Melih İbrahimoğlu

Personal information
- Date of birth: 17 July 2000 (age 26)
- Place of birth: Vienna, Austria
- Height: 1.75 m (5 ft 9 in)
- Position: Attacking midfielder

Team information
- Current team: Konyaspor
- Number: 77

Youth career
- 0000–2018: Rapid Wien

Senior career*
- Years: Team / Apps / (Gls)
- 2018–2021: Rapid Wien II / 42 / (11)
- 2019–2021: Rapid Wien / 4 / (0)
- 2021–2024: Heracles Almelo / 7 / (0)
- 2023: → Admira Wacker (loan) / 12 / (0)
- 2024: Egnatia / 20 / (4)
- 2024–: Konyaspor / 58 / (1)

International career^{‡}
- 2019: Austria U20 / 2 / (0)
- 2020: Turkey U21 / 1 / (0)

= Melih İbrahimoğlu =

Turkish footballer (born 2000)

Melih İbrahimoğlu (born 17 July 2000) is a professional footballer who plays as an attacking midfielder for Süper Lig club Konyaspor. Born in Austria, he represents Turkey internationally.

==Club career==
In the 2018–19 season, Ibrahimoglu scored 7 goals and made 12 assists for Rapid Wien II, Rapid Wien's reserve team playing in the Austrian third tier.

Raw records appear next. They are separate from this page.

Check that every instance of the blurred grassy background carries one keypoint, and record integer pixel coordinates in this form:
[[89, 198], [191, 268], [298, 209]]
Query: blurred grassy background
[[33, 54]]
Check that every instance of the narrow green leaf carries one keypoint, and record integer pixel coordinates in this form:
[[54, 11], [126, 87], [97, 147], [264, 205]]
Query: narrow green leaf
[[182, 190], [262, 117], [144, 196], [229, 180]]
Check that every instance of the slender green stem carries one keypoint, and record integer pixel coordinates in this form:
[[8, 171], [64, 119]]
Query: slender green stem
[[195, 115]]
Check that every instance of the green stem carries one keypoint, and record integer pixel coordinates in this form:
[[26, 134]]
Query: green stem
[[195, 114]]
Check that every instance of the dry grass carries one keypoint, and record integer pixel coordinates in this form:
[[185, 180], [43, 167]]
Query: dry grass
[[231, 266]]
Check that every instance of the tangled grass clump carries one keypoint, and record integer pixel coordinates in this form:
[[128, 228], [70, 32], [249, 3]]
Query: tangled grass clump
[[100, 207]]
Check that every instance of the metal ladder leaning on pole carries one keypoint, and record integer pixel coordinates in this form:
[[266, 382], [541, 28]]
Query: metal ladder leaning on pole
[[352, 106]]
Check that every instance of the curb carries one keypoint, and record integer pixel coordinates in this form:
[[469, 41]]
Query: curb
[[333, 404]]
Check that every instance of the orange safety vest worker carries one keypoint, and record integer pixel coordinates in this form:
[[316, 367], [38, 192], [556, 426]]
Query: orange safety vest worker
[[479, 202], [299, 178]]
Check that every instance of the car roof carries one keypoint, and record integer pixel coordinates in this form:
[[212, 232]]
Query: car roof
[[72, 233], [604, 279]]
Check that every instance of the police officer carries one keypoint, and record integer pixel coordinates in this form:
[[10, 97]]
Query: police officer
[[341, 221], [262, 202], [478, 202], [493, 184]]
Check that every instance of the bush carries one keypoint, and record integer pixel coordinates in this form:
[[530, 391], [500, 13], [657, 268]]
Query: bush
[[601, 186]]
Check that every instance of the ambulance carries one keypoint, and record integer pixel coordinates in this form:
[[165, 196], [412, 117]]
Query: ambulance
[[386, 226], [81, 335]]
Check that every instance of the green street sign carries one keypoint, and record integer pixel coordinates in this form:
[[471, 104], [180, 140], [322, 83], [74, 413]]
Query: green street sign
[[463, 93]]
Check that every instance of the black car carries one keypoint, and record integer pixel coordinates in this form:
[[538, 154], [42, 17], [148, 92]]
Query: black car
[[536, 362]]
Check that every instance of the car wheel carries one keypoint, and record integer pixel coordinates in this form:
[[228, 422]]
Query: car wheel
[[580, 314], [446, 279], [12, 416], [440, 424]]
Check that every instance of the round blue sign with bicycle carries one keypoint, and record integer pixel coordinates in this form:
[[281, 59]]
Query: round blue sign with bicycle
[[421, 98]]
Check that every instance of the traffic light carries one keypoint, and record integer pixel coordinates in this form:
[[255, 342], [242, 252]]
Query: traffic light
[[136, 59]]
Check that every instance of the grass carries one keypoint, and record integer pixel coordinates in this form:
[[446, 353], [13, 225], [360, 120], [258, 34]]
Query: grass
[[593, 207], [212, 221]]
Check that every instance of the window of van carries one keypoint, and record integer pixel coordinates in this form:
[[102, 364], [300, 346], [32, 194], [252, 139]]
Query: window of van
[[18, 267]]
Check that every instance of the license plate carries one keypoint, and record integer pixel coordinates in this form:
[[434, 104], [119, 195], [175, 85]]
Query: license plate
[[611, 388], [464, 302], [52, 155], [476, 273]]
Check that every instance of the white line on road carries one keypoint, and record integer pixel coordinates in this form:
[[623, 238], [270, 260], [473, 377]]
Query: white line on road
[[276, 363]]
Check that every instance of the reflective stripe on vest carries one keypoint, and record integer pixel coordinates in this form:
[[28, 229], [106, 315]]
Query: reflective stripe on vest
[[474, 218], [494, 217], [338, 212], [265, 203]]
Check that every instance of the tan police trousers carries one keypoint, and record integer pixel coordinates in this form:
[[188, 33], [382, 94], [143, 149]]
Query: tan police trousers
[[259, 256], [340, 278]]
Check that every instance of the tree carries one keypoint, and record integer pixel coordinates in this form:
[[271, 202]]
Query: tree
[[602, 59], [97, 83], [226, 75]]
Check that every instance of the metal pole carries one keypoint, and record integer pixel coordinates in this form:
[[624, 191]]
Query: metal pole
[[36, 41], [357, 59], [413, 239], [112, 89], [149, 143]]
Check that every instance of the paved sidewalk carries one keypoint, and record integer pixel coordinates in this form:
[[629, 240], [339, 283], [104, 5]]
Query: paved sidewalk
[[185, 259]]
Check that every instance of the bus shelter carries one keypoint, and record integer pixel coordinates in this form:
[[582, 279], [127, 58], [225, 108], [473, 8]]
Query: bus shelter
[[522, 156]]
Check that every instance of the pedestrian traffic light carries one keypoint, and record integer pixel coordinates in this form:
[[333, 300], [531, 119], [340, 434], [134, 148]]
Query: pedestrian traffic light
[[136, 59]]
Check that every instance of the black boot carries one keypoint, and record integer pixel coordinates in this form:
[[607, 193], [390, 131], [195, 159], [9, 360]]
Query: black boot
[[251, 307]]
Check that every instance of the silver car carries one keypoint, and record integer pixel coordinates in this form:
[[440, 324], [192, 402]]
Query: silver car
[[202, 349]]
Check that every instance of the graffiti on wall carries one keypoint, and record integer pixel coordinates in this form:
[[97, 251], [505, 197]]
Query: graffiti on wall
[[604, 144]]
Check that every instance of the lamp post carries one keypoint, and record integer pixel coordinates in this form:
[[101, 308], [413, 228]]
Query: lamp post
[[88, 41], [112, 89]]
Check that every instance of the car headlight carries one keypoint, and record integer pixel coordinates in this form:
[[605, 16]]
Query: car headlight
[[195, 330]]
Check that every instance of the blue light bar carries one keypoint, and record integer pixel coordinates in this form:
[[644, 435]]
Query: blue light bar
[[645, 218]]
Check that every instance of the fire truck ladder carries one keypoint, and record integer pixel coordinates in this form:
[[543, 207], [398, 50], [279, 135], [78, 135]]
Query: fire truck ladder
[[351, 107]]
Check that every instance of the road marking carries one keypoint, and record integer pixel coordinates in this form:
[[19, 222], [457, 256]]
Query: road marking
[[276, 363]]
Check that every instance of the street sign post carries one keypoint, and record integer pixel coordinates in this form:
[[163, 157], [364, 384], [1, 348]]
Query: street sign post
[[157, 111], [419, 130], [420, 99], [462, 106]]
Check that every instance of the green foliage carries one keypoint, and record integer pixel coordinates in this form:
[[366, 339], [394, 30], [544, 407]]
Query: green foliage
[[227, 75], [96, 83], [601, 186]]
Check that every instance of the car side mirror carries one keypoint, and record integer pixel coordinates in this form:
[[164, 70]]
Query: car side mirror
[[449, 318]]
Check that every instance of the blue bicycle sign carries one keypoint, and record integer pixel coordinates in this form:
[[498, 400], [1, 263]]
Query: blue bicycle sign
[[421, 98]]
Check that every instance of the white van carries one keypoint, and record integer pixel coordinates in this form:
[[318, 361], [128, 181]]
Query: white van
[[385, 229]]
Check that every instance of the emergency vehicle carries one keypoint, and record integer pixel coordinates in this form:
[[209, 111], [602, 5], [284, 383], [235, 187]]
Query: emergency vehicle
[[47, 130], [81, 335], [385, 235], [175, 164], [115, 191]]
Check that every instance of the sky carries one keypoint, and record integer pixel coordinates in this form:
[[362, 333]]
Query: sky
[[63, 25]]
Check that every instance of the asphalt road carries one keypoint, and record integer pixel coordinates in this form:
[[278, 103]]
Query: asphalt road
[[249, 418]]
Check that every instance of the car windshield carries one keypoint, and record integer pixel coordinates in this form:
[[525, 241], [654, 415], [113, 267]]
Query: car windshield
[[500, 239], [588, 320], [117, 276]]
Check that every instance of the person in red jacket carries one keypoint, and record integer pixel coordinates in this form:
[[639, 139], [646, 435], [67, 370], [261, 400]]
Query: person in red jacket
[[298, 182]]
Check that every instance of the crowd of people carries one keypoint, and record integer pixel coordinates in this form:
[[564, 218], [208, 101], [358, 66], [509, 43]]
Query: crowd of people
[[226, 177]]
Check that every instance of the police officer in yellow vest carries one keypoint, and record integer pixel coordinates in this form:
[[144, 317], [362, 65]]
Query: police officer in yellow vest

In the following 2019–20 season he made his first-team debut in the Austrian Bundesliga in a 3–3 draw against TSV Hartberg.

On 23 December 2022, İbrahimoğlu agreed to join Admira Wacker on loan for the second half of the 2022–23 season.

==International career==
Born in Austria, Ibrahimoglu is of Turkish descent. Ibrahimoglu made two appearances for the Austria U20 national team in 2019. İbrahimoğlu switched to represent the Turkey U21s, and debuted with them in a 3–0 win over Kosovo U21 on 17 November 2020.